Mr Keith did not answer for a moment; and when he did, it was by another bit of the Bible. At least I think it was the Bible, for it sounded like it, but I should not know where to find it.
“‘Wait on the Lord; be of good courage, and He shall strengthen thine heart; wait, I say, on the Lord.’”
Castleton, April the sixth.
Mr Keith left us so early this morning that there was not time for anything except breakfast and good-bye. I feel quite sorry to lose him, and wish I had a brother like him. (Not like Angus—dear me, no!) Why could we four girls not have had one brother?
About half an hour after Mr Keith was gone, the Scots gentleman with whom we were to travel—Mr Cameron—came in.

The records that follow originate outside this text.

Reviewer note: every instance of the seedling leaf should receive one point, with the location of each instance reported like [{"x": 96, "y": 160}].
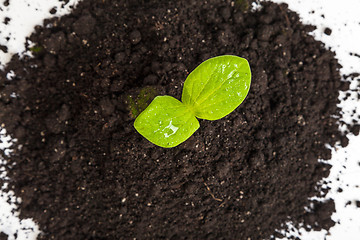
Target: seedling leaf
[
  {"x": 217, "y": 86},
  {"x": 166, "y": 122}
]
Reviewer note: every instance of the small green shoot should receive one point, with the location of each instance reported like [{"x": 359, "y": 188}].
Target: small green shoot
[{"x": 213, "y": 90}]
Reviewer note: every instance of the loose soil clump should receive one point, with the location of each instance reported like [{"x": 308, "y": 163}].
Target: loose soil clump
[{"x": 82, "y": 170}]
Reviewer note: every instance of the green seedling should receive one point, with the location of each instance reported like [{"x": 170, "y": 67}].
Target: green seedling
[{"x": 213, "y": 90}]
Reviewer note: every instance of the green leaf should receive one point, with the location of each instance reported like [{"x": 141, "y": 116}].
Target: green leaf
[
  {"x": 166, "y": 122},
  {"x": 217, "y": 86}
]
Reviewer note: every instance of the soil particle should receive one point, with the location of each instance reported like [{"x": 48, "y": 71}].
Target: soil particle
[
  {"x": 328, "y": 31},
  {"x": 82, "y": 170}
]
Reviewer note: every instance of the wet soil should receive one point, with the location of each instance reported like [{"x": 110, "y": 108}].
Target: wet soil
[{"x": 82, "y": 170}]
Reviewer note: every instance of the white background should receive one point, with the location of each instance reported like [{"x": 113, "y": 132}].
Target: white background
[{"x": 341, "y": 16}]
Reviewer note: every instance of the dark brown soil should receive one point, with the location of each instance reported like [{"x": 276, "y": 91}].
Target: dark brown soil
[{"x": 82, "y": 170}]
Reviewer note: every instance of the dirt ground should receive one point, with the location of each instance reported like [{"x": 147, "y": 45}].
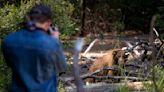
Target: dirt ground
[{"x": 109, "y": 42}]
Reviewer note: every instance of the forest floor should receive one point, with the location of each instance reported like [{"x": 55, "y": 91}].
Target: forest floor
[{"x": 108, "y": 42}]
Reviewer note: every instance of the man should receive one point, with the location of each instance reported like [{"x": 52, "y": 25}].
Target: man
[{"x": 35, "y": 57}]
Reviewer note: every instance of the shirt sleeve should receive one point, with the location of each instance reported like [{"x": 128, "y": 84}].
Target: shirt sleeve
[{"x": 59, "y": 60}]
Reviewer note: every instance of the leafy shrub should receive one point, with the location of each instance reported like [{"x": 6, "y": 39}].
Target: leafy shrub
[
  {"x": 11, "y": 16},
  {"x": 62, "y": 12}
]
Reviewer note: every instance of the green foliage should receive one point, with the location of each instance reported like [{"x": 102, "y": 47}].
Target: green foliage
[
  {"x": 123, "y": 89},
  {"x": 11, "y": 16},
  {"x": 62, "y": 12},
  {"x": 5, "y": 75}
]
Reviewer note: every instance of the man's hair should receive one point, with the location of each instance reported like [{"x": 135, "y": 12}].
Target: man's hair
[{"x": 40, "y": 13}]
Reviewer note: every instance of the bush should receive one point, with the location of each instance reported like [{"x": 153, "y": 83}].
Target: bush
[
  {"x": 11, "y": 16},
  {"x": 62, "y": 12}
]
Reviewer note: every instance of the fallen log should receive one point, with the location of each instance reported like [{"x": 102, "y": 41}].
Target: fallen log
[{"x": 106, "y": 87}]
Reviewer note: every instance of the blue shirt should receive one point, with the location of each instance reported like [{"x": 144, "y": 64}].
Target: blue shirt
[{"x": 35, "y": 59}]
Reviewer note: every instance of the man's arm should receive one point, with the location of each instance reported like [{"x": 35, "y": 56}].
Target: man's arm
[{"x": 59, "y": 60}]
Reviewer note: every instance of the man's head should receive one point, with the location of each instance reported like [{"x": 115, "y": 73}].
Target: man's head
[{"x": 41, "y": 16}]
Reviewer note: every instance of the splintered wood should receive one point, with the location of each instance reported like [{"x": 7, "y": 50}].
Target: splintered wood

He is a man of about fifty, bald-headed and rosy-faced, pleasant and chatty enough, only I do not quite always understand him. By six o’clock we were all packed into his chaise, and a few minutes later we set forth from the inn door. The streets of Carlisle felt like home; but as we left them behind, and came gradually out into the open country, it dawned upon me that now, indeed, I was going out into the great world.

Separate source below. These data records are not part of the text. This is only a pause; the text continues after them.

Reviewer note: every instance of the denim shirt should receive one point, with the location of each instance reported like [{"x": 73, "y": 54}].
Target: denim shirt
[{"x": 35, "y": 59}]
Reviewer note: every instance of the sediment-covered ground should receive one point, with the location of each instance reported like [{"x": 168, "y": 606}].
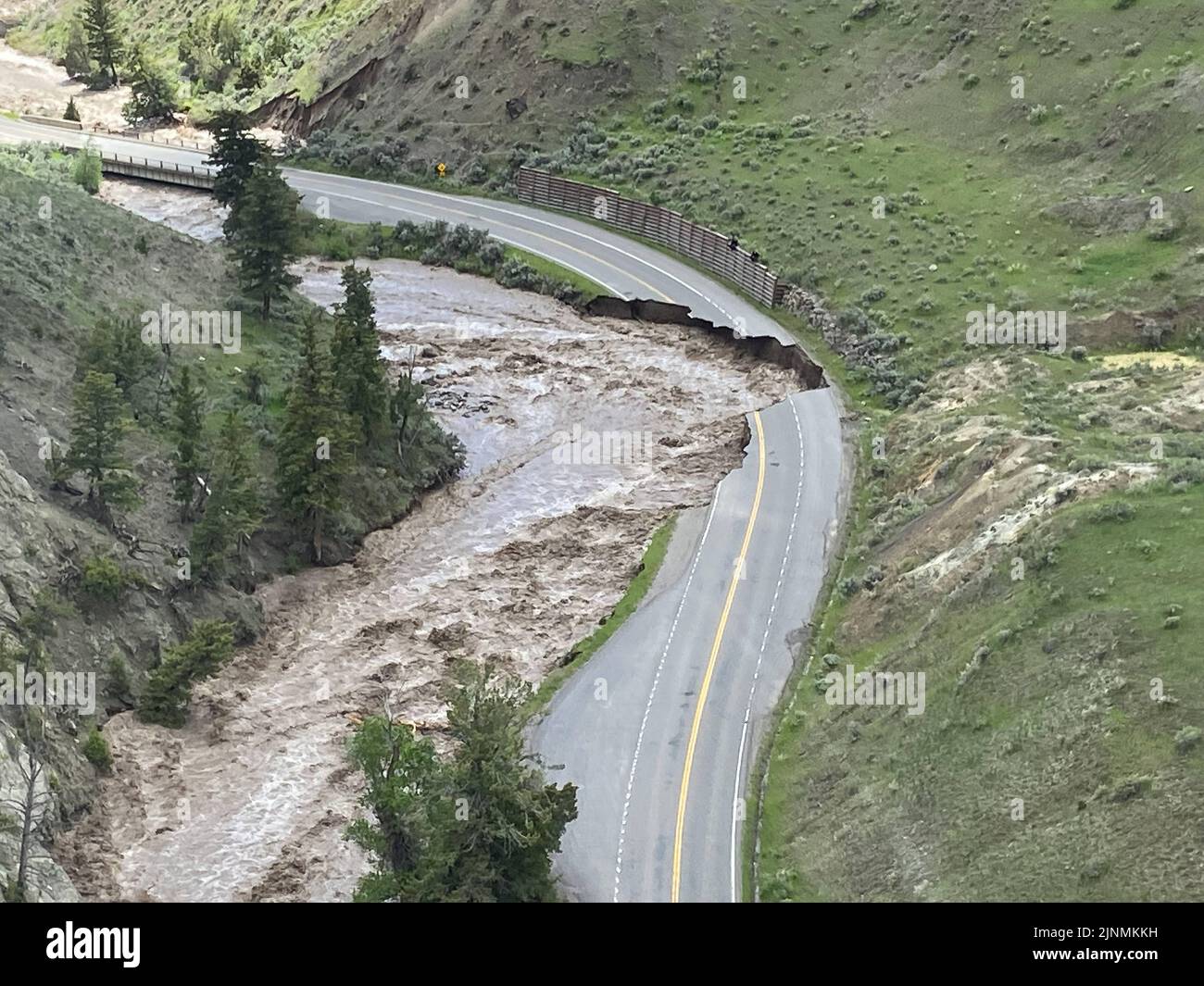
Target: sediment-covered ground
[{"x": 509, "y": 566}]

We sleep here to-night, where Flora and I have a little bit of a bed-chamber next door to a larger one where Mr Cameron and Angus are. On Monday we expect to reach Abbotscliff. I am too tired to write more.
Abbotscliff Manse, April the ninth.
I really could not go on any sooner. We reached the manse—what an odd name for a vicarage!—about four o’clock yesterday afternoon. The church (which Flora calls the kirk) and the manse, with a few other houses, stand on a little rising ground, and the rest of the village lies below.